More river crossings for east London included in Boris Johnson's Infrastructure Plan
The London Mayor is looking at a "series of new river crossings" to the east of the City, alongside a proposed Silvertown Tunnel.
It was included in the London Infrastructure Plan revealed by Boris Johnson on Wednesday, which says £1.3trillion is needed to be spent by 2050 to cope with a major population increase.
The mayor will set up a London Infrastructure Delivery Board to focus on the growth.
Mr Johnson said: "This plan is a real wake up call to the stark needs that face London over the next half century.
"Infrastructure underpins everything we do and we all use it every day.
"Without a long term plan for investment and the political will to implement it, this city will falter."

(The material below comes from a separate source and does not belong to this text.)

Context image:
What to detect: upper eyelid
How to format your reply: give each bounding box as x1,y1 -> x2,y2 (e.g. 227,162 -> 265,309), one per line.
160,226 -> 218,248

The consultation document calls for "a series of new river crossings in East London beyond the proposed Silvertown tunnel to overcome the major barrier effect which constrains travel between Thamesmead, Belvedere, Barking Riverside and Rainham".

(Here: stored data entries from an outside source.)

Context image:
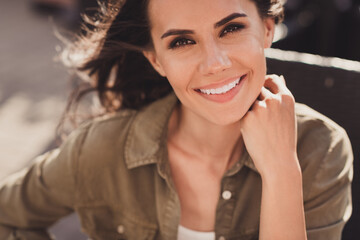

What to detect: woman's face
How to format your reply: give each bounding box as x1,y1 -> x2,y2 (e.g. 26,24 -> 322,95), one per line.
144,0 -> 275,125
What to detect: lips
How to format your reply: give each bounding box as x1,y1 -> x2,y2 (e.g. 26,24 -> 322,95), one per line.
195,74 -> 247,95
194,73 -> 247,103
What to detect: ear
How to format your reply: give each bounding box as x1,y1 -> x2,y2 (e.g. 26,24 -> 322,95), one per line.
143,50 -> 166,77
263,18 -> 275,49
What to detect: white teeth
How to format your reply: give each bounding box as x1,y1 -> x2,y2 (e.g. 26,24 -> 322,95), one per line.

The mayor and Transport for London have said the preferred choice for a crossing is a tunnel between Greenwich Peninsula and Silvertown.
However, the mayor's announcement on river crossings drew instant scepticism from political opponents.
They point out he tore up plans for a Gallions Reach crossing back in 2008 in one of his first decisions as mayor.
Labour Assembly Member Len Duvall told MayorWatch: "The plan cites the need for East-London river crossings, six years after he scrapped shovel-ready plans for one, and despite a cacophony of expert opposition, he continues to splurge taxpayer money lobbying for a Thames Estuary airport.
"For all his vision, Boris is in danger of stepping down in 2016 leaving behind a legacy of expensive vanity projects, rather than the world class infrastructure we're crying out for."
The London Chamber of Commerce has also been pushing for the mayor to bring back the scheme and last month released designs (below) of how a new east London bridge could look.
A consultation is currently being run by Transport for London into crossings in the east.
Friends of the Earth London campaigner, Jenny Bates, also criticised the mayor's announcement, which came just a day after he pledged to clamp down on air pollution through an increased tax on diesel.
"Boris Johnson says he's doing all he can to tackle poor air quality, but building new Thames road crossings in East London will generate more traffic, more congestion and more pollution," she said.
"Air pollution is a scandal that kills thousands of Londoners prematurely every year, and the capital is not due to meet EU legal limits until after 2030."